Numa análise estabelecida a partir dessa perspectiva, neste trabalho serão apresentados

achados da pesquisa intitulada “Programa Educação inclusiva: direito à diversidade –

proposição/implementação no município de Feira de Santana-BA”, realizada no período de

2009 a 2011. O estudo que intentou analisar o Programa Educação inclusiva: direito à

diversidade buscou a compreensão dos aspectos desde a sua formulação até a sua

implementação.

Este Programa foi trazido como alvo da pesquisa por se constituir nos últimos anos, o

eixo principal das políticas educacionais voltadas aos alunos com deficiência, TGD e altas

habilidades/superdotação, em nível das ações federais. Sob a coordenação da então Secretaria

de Educação Especial (Seesp) do Ministério da Educação (MEC) foi implantado no Brasil a

partir de 2003, com o objetivo de “[...] promover a formação de gestores e educadores para

efetivar a transformação dos sistemas educacionais em sistemas educacionais inclusivos”.
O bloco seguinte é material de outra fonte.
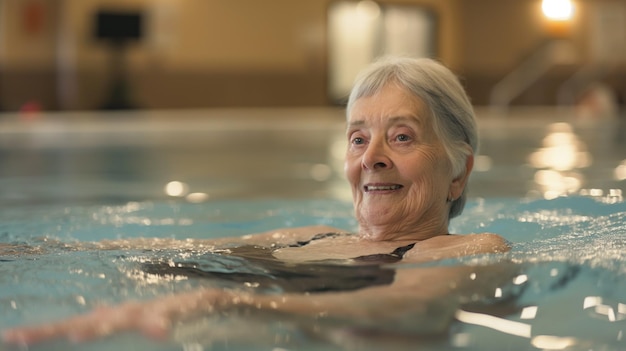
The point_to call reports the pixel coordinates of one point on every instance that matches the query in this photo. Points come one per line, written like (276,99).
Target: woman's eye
(403,137)
(357,141)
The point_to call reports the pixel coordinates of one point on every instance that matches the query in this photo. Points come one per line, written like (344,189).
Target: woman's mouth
(381,187)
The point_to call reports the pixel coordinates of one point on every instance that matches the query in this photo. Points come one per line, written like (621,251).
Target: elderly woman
(411,141)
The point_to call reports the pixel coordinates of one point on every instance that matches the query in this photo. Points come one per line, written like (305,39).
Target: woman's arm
(415,292)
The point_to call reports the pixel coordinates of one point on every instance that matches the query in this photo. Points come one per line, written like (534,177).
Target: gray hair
(453,116)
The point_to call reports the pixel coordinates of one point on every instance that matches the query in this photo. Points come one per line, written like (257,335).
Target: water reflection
(559,160)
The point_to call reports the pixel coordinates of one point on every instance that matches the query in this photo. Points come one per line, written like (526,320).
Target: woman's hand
(152,318)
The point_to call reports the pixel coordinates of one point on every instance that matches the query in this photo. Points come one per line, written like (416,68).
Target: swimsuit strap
(392,257)
(316,237)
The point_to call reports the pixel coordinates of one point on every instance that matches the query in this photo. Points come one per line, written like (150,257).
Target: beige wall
(203,53)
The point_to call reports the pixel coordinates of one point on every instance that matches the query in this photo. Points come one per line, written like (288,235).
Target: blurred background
(58,55)
(124,100)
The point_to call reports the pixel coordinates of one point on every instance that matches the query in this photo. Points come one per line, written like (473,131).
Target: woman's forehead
(389,105)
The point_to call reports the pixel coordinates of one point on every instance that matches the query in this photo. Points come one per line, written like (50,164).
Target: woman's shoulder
(451,246)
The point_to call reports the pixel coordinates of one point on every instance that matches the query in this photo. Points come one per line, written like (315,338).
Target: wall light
(558,10)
(BRASIL, 2005, grifos nossos).

A pesquisa teve como lócus o município de Feira de Santana-BA, que foi selecionado

em decorrência de este ser polo do referido programa e pela inquietação de querer

compreender como a política de educação inclusiva vem sendo implementada na ponta –

nesse caso, nos municípios – e se este interfere na gestão das políticas locais de educação

especial. O período delimitado para realização da pesquisa correspondeu ao ano de

implantação do Programa – 2003 e ao final da vigência do primeiro convênio estabelecido

entre o MEC e os municípios polos – 2010. Vale ressaltar, que o Programa, ainda em 2012,

encontra-se em vigência, porém os municípios tiveram que estabelecer um novo convênio

para dar continuidade à proposta.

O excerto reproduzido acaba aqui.